Because they uniquely identify the camera and often its purchaser. Manufacturers track which serial numbers shipped where, so a leaked serial can sometimes be traced back to the original buyer. Owner-name fields are often filled in automatically by camera firmware after the first sync with a smartphone or computer. ToolChop calls these out so you know what they reveal.
Can I trust the timestamps?
EXIF timestamps come from the camera's internal clock at capture time. They can be wrong if the camera's clock was not set, off in a different timezone, or deliberately modified. ToolChop shows whatever is in the file — accuracy depends on the camera that wrote them.

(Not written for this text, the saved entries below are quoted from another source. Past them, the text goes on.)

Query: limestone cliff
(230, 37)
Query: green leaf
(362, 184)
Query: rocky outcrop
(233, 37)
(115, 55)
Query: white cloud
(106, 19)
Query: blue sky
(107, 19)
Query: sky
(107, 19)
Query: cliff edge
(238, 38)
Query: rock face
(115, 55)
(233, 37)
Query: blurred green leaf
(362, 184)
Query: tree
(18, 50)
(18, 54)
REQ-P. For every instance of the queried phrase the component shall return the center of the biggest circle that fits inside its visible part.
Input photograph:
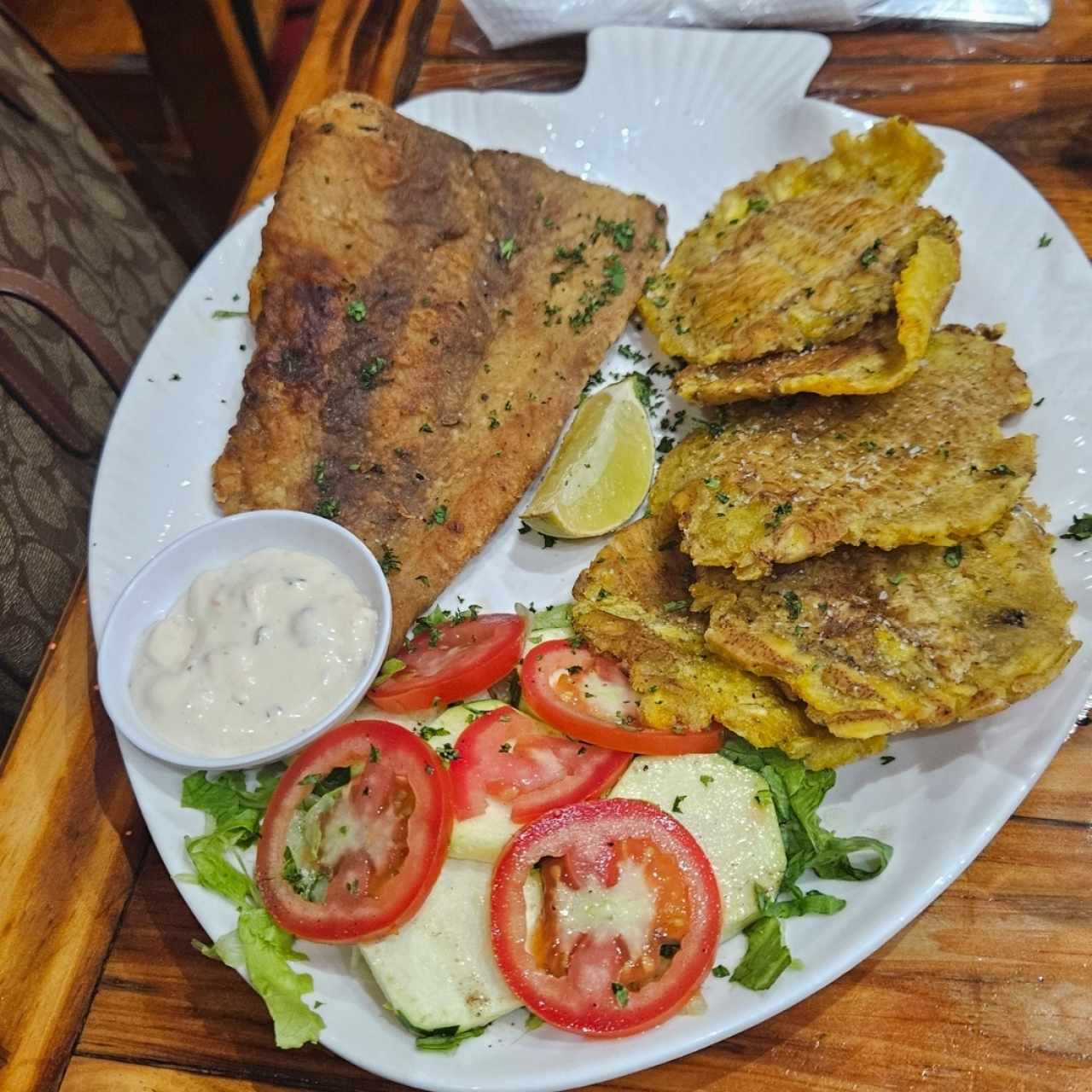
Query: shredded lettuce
(553, 617)
(438, 1038)
(258, 944)
(796, 793)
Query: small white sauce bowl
(151, 594)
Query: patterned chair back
(86, 276)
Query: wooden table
(990, 989)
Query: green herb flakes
(1080, 529)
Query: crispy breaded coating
(925, 463)
(426, 318)
(876, 642)
(632, 603)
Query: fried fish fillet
(426, 317)
(925, 463)
(808, 253)
(869, 363)
(877, 642)
(631, 603)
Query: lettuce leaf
(767, 956)
(258, 944)
(796, 793)
(266, 949)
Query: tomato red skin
(554, 834)
(470, 656)
(542, 700)
(479, 758)
(429, 834)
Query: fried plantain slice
(925, 463)
(877, 642)
(631, 603)
(870, 363)
(810, 253)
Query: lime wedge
(603, 468)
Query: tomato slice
(519, 761)
(452, 661)
(355, 834)
(587, 694)
(630, 920)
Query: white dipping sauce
(253, 653)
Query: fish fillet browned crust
(426, 317)
(810, 253)
(925, 463)
(632, 603)
(880, 642)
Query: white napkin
(510, 22)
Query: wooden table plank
(1002, 944)
(989, 990)
(100, 1075)
(71, 839)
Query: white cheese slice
(729, 814)
(438, 970)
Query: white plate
(677, 115)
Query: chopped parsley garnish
(1080, 529)
(620, 232)
(780, 512)
(448, 755)
(793, 605)
(389, 562)
(391, 666)
(371, 371)
(872, 253)
(615, 273)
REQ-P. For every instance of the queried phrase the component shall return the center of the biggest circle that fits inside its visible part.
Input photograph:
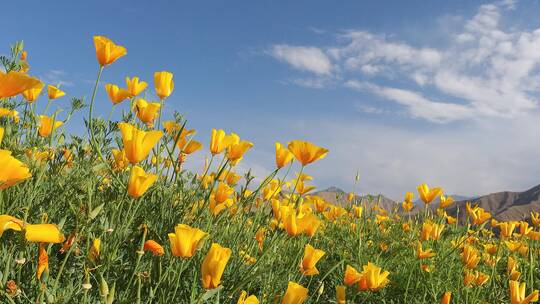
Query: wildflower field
(113, 217)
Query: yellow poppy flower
(340, 294)
(470, 257)
(447, 296)
(43, 233)
(154, 247)
(139, 182)
(310, 259)
(164, 84)
(428, 195)
(32, 94)
(95, 250)
(43, 261)
(134, 86)
(517, 293)
(8, 222)
(54, 92)
(146, 111)
(283, 155)
(116, 94)
(244, 299)
(47, 125)
(445, 201)
(107, 51)
(373, 278)
(138, 143)
(185, 240)
(120, 160)
(236, 151)
(13, 171)
(423, 254)
(213, 265)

Is the metadata 100% complete?
ToolChop reads the standard EXIF, GPS, IPTC, and XMP segments — which covers virtually every meaningful field. Camera-specific maker-notes (proprietary blocks like Canon, Sony, Nikon submenus) are not decoded here; those rarely carry sensitive info but specialized viewers can decode them.
Why use ToolChop instead of an online EXIF viewer that uploads my photo?
The privacy contradiction. The reason you are inspecting metadata is almost always to find out what would leak if the file is shared. Uploading the file to a stranger's server to find that out is exactly the leak you are trying to avoid. ToolChop reads the metadata in your browser — you can verify in DevTools → Network that no request fires.